Kushluk is portrayed in-game by a Cavalier but has superior stats and his own unique icon. As a hero, he cannot be converted and can regenerate health (since The Conquerors). Technologies that benefit cavalry also benefit Kushluk but he is not affected by other bonuses.
Appearances in later campaigns Edit
- In The Forgotten, Kushluk appears as the titular Alaric (370/375 - 410 A.D.) in the third and fourth scenarios of his campaign, after being previously portrayed by a renamed Theodoric the Goth. In the Definitive Edition, however, Alaric is portrayed by his own unit Alaric the Goth.
- In the Dracula campaign, Kushluk appears in the first scenario as Vladislav II of Wallachia (d. August 10, 1465).
- In the Ivaylo campaign, Kushluk appears in several scenarios as Georgi Terter (d. 1308/1309).
- According to the fifth Design Document of Ensemble Studios (dated 17 July 1998), the early plan for A Life of Revenge was to defeat Kushluk first (as Genghis Khan did in 1208), make him flee to the Kara-Khitai, and then take him out by triggering a Kara-Khitai revolt against him (somehow).
- The Age of Kings does not mention Kushluk's Naiman origin despite the Naimans's appearance in Crucible, nor his seizure of the Kara-Khitai leadership (only that he sows discord among them). The former is changed in the Definitive Edition, which now identifies Kushluk as a Naiman in the cutscenes, and changes the Naimans's purple color in Crucible to Kushluk's green.
- Kushluk seized control of the Kara-Khitai by marrying their khan's daughter, then seized the capital while the khan was campaigning against the Khwarazmians and forced him to abdicate.
- The claim that Kushluk disputes the leadership of the Mongols with Genghis Khan is likely taken from Genghis Khan's earlier rival Jamukha (d. 1206), who is not mentioned in the game.
- Like other Naimans, Kushluk was a Nestorian Christian but he converted to Buddhism after fleeing to the Kara-Khitai. He spent most of his later leadership persecuting his own Muslim subjects and forcing them to convert to either Buddhism or Christianity.

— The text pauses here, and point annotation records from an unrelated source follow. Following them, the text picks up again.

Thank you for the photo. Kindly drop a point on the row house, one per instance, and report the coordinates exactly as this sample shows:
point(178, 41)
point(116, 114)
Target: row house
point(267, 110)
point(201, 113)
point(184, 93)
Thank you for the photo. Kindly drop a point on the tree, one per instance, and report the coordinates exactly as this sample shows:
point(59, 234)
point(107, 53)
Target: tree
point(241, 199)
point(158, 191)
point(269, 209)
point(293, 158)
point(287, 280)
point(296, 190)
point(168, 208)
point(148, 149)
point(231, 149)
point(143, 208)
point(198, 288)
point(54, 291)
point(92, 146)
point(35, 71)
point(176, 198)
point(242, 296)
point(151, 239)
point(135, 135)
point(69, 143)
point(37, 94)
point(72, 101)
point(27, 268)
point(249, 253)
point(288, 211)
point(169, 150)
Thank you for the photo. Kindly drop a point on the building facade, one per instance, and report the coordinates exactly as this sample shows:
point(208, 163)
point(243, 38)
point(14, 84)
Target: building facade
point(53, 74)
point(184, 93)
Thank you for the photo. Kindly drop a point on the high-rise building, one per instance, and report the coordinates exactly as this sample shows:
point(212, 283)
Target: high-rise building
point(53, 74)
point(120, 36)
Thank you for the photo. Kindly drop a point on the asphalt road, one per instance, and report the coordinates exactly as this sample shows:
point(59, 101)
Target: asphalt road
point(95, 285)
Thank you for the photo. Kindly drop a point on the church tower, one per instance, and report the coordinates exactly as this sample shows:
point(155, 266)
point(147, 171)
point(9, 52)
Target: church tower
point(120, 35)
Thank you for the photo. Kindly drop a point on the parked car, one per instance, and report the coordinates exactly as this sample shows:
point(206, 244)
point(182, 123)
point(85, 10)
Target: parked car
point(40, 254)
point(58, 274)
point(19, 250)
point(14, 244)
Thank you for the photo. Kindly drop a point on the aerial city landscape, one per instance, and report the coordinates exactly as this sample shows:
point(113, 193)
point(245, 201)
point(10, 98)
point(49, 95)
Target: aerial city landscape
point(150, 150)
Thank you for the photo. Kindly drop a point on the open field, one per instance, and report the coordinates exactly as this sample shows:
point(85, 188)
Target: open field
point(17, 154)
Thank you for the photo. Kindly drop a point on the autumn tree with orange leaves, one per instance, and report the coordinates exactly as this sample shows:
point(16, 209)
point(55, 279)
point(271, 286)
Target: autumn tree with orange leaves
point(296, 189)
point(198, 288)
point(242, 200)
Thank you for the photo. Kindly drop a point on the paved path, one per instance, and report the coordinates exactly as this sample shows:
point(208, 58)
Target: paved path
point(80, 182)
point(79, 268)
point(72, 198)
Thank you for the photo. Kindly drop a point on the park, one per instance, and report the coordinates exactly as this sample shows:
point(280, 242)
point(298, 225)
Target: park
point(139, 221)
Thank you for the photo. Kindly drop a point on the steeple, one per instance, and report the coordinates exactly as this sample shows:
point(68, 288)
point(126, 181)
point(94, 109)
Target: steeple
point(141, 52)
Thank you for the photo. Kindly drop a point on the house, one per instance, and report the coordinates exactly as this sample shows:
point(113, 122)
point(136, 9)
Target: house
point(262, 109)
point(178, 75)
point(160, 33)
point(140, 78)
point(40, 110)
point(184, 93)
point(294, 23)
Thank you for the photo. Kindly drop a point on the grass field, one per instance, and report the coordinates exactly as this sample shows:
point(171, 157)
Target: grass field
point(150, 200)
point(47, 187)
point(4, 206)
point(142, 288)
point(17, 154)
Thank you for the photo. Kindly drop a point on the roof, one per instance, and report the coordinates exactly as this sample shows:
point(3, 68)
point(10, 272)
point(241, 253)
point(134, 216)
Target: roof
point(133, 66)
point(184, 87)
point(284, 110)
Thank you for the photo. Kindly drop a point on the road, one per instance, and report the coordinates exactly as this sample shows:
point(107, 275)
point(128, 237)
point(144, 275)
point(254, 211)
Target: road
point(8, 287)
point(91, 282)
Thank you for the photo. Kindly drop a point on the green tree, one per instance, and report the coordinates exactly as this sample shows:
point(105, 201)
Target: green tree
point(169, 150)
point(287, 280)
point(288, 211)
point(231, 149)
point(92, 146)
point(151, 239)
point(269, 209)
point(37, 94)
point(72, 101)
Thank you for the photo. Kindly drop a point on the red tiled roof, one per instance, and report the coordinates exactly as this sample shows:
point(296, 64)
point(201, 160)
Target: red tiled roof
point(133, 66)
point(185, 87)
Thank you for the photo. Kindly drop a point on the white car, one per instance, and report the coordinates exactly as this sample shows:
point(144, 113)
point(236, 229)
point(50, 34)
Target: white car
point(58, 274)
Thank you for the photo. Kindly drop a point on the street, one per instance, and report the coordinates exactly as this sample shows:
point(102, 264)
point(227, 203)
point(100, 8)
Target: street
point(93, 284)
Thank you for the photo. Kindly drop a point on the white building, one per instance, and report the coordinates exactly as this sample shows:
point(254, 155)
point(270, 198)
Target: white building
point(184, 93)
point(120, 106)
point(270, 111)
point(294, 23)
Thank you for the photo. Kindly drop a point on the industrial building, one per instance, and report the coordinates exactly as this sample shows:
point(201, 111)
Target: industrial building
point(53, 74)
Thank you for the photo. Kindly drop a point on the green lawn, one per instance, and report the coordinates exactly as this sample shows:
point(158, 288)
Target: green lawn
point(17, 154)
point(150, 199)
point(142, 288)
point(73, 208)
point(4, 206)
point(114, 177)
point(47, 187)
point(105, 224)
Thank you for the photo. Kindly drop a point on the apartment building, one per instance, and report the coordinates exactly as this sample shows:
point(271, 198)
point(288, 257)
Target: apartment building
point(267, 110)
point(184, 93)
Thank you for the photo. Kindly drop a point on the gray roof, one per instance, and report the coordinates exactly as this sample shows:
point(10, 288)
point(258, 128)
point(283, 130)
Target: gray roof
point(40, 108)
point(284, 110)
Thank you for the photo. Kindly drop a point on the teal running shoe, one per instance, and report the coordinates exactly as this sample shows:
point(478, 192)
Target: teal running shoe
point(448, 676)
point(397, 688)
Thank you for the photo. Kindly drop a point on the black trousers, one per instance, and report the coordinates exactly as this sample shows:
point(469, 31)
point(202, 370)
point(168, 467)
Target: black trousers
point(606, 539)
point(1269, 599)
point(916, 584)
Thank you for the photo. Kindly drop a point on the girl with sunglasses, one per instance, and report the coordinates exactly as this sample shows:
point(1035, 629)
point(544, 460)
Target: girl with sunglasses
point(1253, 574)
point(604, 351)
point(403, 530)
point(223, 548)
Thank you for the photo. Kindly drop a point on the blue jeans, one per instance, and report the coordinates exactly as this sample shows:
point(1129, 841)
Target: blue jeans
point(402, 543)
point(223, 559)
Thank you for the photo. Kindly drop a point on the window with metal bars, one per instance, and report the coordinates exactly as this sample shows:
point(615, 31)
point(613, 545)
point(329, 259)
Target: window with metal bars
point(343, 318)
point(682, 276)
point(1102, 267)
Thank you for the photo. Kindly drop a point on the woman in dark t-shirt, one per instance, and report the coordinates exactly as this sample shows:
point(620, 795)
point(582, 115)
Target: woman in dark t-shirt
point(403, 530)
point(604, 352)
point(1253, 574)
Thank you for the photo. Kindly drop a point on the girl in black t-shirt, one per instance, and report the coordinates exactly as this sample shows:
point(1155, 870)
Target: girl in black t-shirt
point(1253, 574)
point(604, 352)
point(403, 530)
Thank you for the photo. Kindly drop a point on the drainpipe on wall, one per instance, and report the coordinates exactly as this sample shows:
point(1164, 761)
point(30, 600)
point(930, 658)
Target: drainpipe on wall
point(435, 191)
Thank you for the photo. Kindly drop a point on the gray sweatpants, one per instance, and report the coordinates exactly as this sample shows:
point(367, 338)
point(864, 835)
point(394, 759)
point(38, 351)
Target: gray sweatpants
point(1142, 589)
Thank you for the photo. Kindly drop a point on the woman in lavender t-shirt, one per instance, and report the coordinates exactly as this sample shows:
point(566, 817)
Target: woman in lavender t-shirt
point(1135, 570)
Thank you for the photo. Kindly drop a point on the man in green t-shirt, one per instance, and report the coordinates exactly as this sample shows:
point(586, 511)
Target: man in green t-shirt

- This led Kushluk to his downfall after the Muslim Turkic city of Almaliq asked Genghis Khan for help. The Mongols used their religious tolerance to present themselves as liberators and encourage revolts against Kushluk. Eventually, Kushluk was captured or killed by local hunters in Badakshan, and his decapitated head was paraded by the Mongols around his former realm.